No recorte racial, a vulnerabilidade se aprofunda. Confira breve panorama da maternidade brasileira a partir da pesquisa nacional da Fundação Perseu Abramo em parceria com SESC

Ser mãe no Brasil é fator de risco social, aponta pesquisa 
Agência Brasil/Reprodução

Uma em cada quatro mães já sofreu violência de um homem e, quanto mais filhos, maior o risco de ser violentada. Este é um dos diversos marcadores de risco social que afeta as mães brasileiras cotidianamente, segundo a pesquisa Mulheres brasileiras e gênero nos espaços público privado realizada pela Fundação Perseu Abramo, por meio de seu Núcleo de Opinião Pública, Pesquisas e Estudos (NOPPE), em parceria com o SESC

O estudo revela que a experiência da maternidade transforma e aprofunda as diferentes formas de desigualdades a que as mulheres já são submetidas, como os preconceitos de gênero, classe e raça. 

Ser discriminada por ser mãe, cuidar sozinha das crianças, sofrer violência física e psicológica, sobrecarga materna, abandono paterno, dentre outros colocam a maternidade como um fator que empurra as mulheres brasileiras para situação de vulnerabilidade, que envolve fatores econômicos e sociais. 

Em suma, ser mãe no Brasil não só é difícil, mas também perigoso por ser um fator de risco para a própria integridade. 25% das mães relataram que já sofreram algum tipo de violência, enquanto 20% das mulheres que não são mães afirmaram já ter passado.
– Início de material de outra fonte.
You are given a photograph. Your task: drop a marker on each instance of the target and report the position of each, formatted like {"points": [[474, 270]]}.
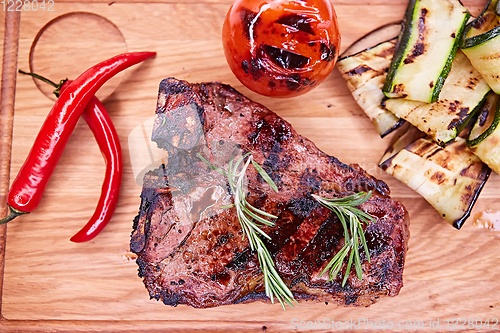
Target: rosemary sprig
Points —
{"points": [[251, 219], [346, 211]]}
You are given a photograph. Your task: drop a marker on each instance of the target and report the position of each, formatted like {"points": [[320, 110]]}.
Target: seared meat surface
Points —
{"points": [[190, 248]]}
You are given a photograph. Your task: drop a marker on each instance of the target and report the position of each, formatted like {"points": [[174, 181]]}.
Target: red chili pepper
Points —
{"points": [[105, 134], [104, 131], [28, 187]]}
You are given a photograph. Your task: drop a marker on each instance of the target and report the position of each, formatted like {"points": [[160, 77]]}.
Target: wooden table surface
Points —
{"points": [[50, 283]]}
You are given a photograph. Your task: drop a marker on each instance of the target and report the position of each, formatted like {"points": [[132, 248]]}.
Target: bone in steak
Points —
{"points": [[191, 251]]}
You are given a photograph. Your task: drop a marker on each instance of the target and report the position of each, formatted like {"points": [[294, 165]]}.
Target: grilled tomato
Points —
{"points": [[281, 48]]}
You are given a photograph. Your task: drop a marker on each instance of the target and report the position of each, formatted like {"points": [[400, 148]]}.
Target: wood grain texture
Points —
{"points": [[51, 284], [7, 98]]}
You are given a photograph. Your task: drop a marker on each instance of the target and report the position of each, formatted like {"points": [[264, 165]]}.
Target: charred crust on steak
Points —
{"points": [[181, 233]]}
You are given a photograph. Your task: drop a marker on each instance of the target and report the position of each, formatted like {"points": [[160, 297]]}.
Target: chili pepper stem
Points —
{"points": [[58, 87], [12, 215]]}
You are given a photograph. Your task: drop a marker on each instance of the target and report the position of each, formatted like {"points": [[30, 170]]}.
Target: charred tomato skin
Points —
{"points": [[281, 48]]}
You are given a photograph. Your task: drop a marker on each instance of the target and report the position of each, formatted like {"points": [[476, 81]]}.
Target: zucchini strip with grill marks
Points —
{"points": [[426, 47], [449, 178], [484, 138], [481, 44], [461, 96], [364, 67]]}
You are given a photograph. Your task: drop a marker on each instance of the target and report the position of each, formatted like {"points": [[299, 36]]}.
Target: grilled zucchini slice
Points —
{"points": [[365, 74], [481, 44], [449, 178], [461, 96], [484, 138], [426, 48]]}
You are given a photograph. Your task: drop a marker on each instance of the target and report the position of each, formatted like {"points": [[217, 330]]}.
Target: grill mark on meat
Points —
{"points": [[209, 263]]}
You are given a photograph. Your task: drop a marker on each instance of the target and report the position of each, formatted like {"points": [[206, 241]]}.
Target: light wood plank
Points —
{"points": [[53, 284]]}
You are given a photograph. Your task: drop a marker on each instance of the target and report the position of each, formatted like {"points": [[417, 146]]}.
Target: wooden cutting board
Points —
{"points": [[50, 283]]}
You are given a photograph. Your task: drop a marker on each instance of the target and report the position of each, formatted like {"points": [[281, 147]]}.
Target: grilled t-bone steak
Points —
{"points": [[190, 248]]}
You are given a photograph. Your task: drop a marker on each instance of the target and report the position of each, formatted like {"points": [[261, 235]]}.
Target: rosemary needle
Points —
{"points": [[352, 219], [250, 219]]}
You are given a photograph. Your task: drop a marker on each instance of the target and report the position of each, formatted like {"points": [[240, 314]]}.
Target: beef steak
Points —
{"points": [[190, 248]]}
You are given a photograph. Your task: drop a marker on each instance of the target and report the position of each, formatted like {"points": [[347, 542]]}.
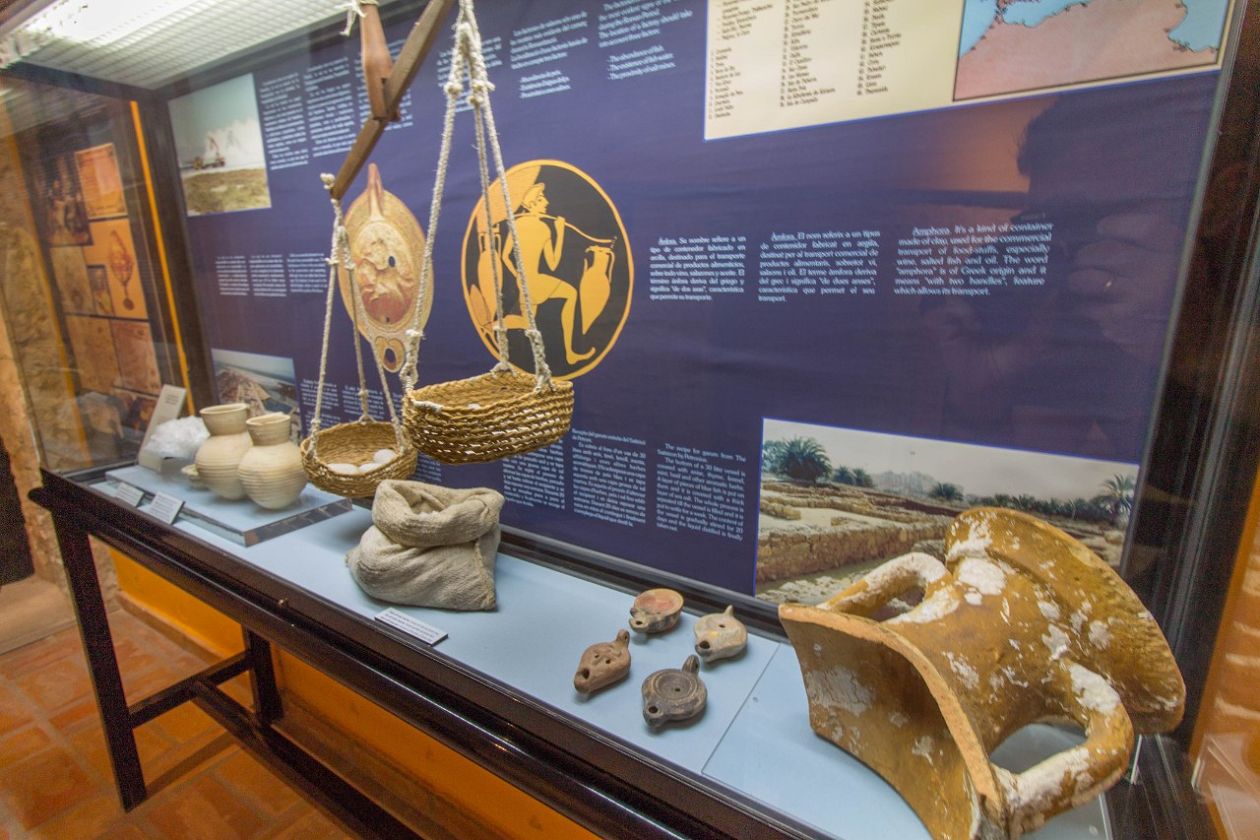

E a violência escala â medida que o número de filhos aumenta. 18% das mulheres com 1 filho relataram ter sofrido violência, já para mulheres com 4 filhos a taxa aumenta 30%. Embora a taxa com 5 filhos ou mais tenha uma ligeira queda, o comportamento se aplica à regra geral da taxa de natalidade atual brasileira. 

Discriminação

E se a violência escala à medida que os fatores da maternidade se aplicam, a discriminação na sociedade também se sobrepõe quando as mulheres se tornam mães. Duas em cada dez mulheres já se sentiram discriminadas por ser mulher, 21% por sua raça/cor e 15% por serem mães. 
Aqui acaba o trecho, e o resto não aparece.